Digital Detox

Addicted to your phone? Here’s why you should take a step back from your screen.



Steve Cup

These days our phones are an extension of us. They are our sense of direction, our clock, our creative outlet, our means of communication, and our trusty sidekick who is always by our side. While this 24/7 connectivity can be a blessing, it’s also becoming a serious hindrance to our good health without us even realizing it.

By design, the latest technology is meant to draw you in. “The addictive quality is huge,” explains Dr. Amber Fasula, clinical psychologist and director of the Neurogenesis Center of Florida. “Top scientists and programmers work tirelessly to keep people on sites and apps for as long as possible.” The constant barrage of stimulation from your screen, especially an interactive one, affects the brain’s frontal lobe, triggering neurons to communicate faster. This hyperarousal makes it harder for your brain to slow down when it comes time to sleep or relax, leads you to crave more stimulation, and results in mood swings and behavior changes and hinders problem-solving abilities.
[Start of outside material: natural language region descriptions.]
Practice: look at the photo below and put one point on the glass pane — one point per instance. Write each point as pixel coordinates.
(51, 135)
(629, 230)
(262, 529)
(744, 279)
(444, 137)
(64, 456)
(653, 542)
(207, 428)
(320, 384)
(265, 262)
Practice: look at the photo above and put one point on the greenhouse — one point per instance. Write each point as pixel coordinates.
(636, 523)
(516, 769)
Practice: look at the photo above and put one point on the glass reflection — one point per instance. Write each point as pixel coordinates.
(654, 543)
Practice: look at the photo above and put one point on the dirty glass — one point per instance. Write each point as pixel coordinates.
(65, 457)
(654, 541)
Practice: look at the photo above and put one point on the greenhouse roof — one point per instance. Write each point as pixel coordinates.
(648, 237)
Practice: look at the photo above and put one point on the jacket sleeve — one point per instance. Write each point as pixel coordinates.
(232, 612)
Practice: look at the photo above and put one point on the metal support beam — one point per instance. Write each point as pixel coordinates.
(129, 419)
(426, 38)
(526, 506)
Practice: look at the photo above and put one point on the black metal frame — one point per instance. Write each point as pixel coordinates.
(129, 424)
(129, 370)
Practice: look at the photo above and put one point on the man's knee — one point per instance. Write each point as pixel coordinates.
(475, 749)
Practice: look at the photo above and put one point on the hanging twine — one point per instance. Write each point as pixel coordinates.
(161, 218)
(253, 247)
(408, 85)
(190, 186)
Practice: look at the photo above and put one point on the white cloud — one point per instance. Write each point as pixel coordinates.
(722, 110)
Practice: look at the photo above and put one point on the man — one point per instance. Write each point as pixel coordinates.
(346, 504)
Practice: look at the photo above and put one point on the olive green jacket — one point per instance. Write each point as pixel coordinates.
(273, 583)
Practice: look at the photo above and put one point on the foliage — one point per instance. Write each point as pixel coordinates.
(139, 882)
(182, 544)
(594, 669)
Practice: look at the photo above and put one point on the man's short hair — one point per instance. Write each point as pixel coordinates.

“Longer term, the two most detrimental aspects are the decrease in quality of relationships and the disappearing of creativity,” Fasula says. With this long-running list of negative side effects, taking a break from screen time is a way to reset—and a way to see if lingering symptoms of anxiety or depression subside. “You get time with yourself,” she says. “As human beings, we need to problem-solve in a real, three-dimensional world.”

Tesia Chen has made digital detoxing an annual practice—most recently for a few months during a big job transition. “It was during the election, so I was glad I was able to think my own thoughts without the noise of everything going on in the news and on social media,” she says. “I noticed how certain information and stories had a negative impact on me—especially when I had a lot on my personal plate.”

Chen reported feeling less anxious, more productive, and overall more fulfilled after taking a technology hiatus. “The one hard thing was staying connected to people I wanted to stay in touch with—but that led to phone calls, which wasn’t a bad thing,” she says. “Now that I’m back online, I have a better sense of what not to click on, read through or even think about.”


Want to Cut Back? Here’s How:

Set a Goal—and Parameters. 
An ideal detox should last three to four weeks. If it’s unrealistic to cut out all technology, deactivate apps and limit yourself to an hour of screen time a day.

Keep a Journal. Tracking the number of times you pick up your phone keeps you accountable.

Meditate Each Morning. It lets you check in with yourself—not your Facebook friends.

Buy an Alarm Clock. Waking up without relying on your phone safeguards against unnecessary morning scrolling.

Get Others on Board. Tell your friends and family members. Try planning an electronics-free night. Chances are the quality of conversations—and fun—will increase.